Connecticut’s state police union is angry over a memo, obtained by News 8, that encourages troopers in the Bethany barracks going on a ticketing spree Friday to beat other barracks and win pizza.

The email, from Lt. Anthony Schirillo, challenges troopers to write 350 tickets or more during a 24 hour window starting at 12:01 a.m. Friday. The shift with the most tickets gets pizza, another message said.

“This is not a joke or a game,” State police spokesman Lt. J. Paul Vance said. “It’s a troop commanders’ attempt to stimulate his personnel to enhance highway safety and this goes on all across the state. You will see enhanced enforcement as we continue along in the spring months.”

“Troopers are expected to do their job,” union president Andrew Matthews said. “We will do our job, but we don’t need to be told we need a certain number of tickets within a specified period of time.”

The state police union calls it ticket blitzing — Connecticut trying to make money off of enforcement.

“And by definition under statute a quota is a specific number of infractions or summonses within a specified period of time and that is what the email said,” said Matthews.
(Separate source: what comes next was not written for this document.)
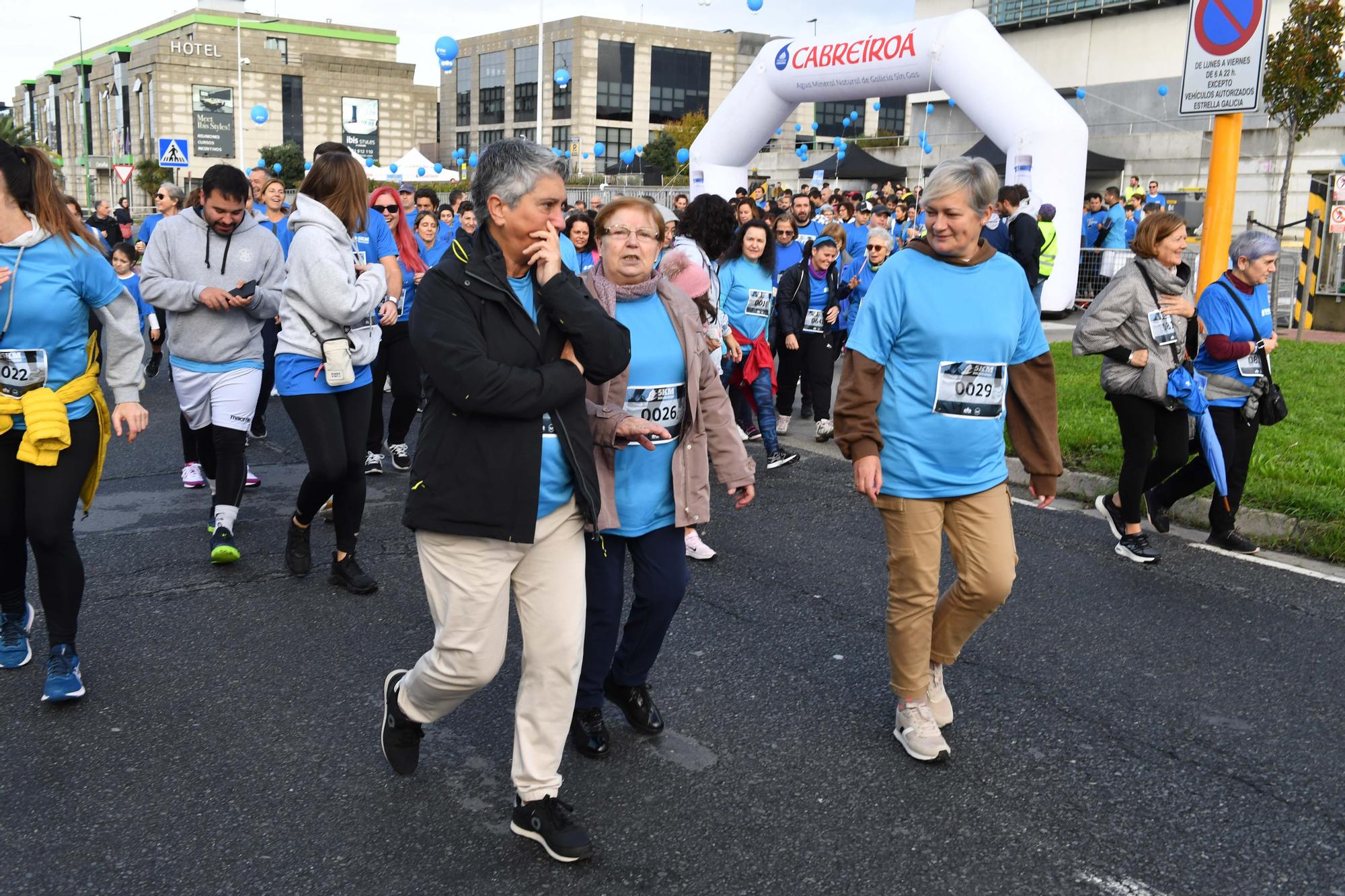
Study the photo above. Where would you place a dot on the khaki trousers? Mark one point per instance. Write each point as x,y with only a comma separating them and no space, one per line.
467,581
922,626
Which is illegal under that statute. Lt. Vance says it’s not a quota. Rather, it’s a way to motivate troopers to enhance highway safety. He says it’s something state troopers do every Spring.

“Even last week we had a [Department of Transportation] worker killed on our highways just doing his job,” Vance said. “We had troopers down in Bridgeport make two stops of people going over 100 mph. Not only were they motor vehicle stops for speeding, but they resulted in a convicted felon with a gun and another individual with narcotics and narcotics money.”
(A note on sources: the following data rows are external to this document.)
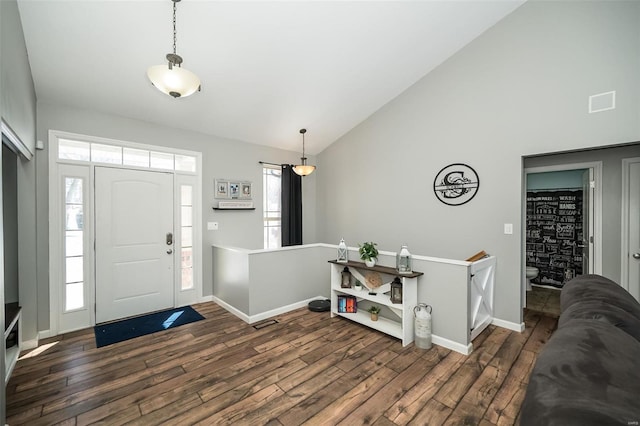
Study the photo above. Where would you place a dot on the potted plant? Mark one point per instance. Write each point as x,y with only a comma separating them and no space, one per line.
368,253
374,311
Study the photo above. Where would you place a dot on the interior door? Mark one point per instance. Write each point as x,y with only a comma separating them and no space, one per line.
134,242
633,217
587,221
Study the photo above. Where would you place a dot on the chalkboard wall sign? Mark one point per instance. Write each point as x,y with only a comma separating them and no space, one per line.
554,235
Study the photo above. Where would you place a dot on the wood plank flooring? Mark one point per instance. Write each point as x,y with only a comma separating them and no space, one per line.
306,369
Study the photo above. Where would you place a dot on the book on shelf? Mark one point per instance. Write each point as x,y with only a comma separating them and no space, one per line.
347,304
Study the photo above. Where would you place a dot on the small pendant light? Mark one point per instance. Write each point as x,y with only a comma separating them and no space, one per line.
303,169
172,79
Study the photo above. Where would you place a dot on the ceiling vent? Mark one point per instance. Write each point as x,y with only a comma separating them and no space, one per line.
602,102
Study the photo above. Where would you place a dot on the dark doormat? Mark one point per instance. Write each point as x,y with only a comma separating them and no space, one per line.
108,334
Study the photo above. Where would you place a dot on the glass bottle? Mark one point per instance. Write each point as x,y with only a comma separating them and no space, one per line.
343,253
403,261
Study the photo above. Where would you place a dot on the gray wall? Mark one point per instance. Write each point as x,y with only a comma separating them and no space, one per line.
519,89
18,110
10,221
568,179
18,92
18,101
611,195
2,344
222,158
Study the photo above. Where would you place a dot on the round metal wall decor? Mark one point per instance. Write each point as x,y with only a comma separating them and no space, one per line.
456,184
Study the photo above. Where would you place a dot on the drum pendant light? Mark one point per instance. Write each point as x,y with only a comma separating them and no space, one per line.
303,169
172,79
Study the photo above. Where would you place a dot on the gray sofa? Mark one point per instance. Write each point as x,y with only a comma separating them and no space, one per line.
588,373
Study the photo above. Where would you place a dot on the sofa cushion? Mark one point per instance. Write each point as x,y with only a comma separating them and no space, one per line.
604,311
587,374
596,287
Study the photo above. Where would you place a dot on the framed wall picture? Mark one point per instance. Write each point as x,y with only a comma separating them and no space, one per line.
234,189
245,190
222,189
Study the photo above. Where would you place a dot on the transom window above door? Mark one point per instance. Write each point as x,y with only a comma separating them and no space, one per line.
114,154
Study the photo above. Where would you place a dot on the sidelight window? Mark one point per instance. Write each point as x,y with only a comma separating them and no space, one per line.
186,221
271,178
73,244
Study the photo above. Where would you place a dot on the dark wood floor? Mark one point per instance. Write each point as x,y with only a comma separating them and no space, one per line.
309,368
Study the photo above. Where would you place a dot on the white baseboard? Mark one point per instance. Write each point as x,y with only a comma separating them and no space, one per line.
282,310
450,344
29,344
509,325
250,319
244,317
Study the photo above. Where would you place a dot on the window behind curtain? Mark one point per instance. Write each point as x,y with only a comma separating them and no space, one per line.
272,206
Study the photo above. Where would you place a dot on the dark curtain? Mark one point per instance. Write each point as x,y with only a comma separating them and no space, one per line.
291,207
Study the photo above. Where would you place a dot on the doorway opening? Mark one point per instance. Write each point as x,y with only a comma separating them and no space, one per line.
562,228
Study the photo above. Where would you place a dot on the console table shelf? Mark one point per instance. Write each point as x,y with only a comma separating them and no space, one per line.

Is the memo motivational or revenue?

“Whether it’s motivational or a quota, it’s disturbing to us because at a time when the taxpayers are out of work ’cause they’re unemployed, or gas is $4 a gallon and unemployment is like around 9%, now is not the time to be just issuing tickets to generate revenue,” Matthews said.

“This is not a quota. Troopers have discretion,” Vance said.

“There is nothing more difficult for a Connecticut state trooper than to stop a family — a husband, a wife, a couple of children in the back — for a motor vehicle violation, and hand that family a $275 ticket for violation of the rules of the road. But we look at that family and hope that we have saved a life.”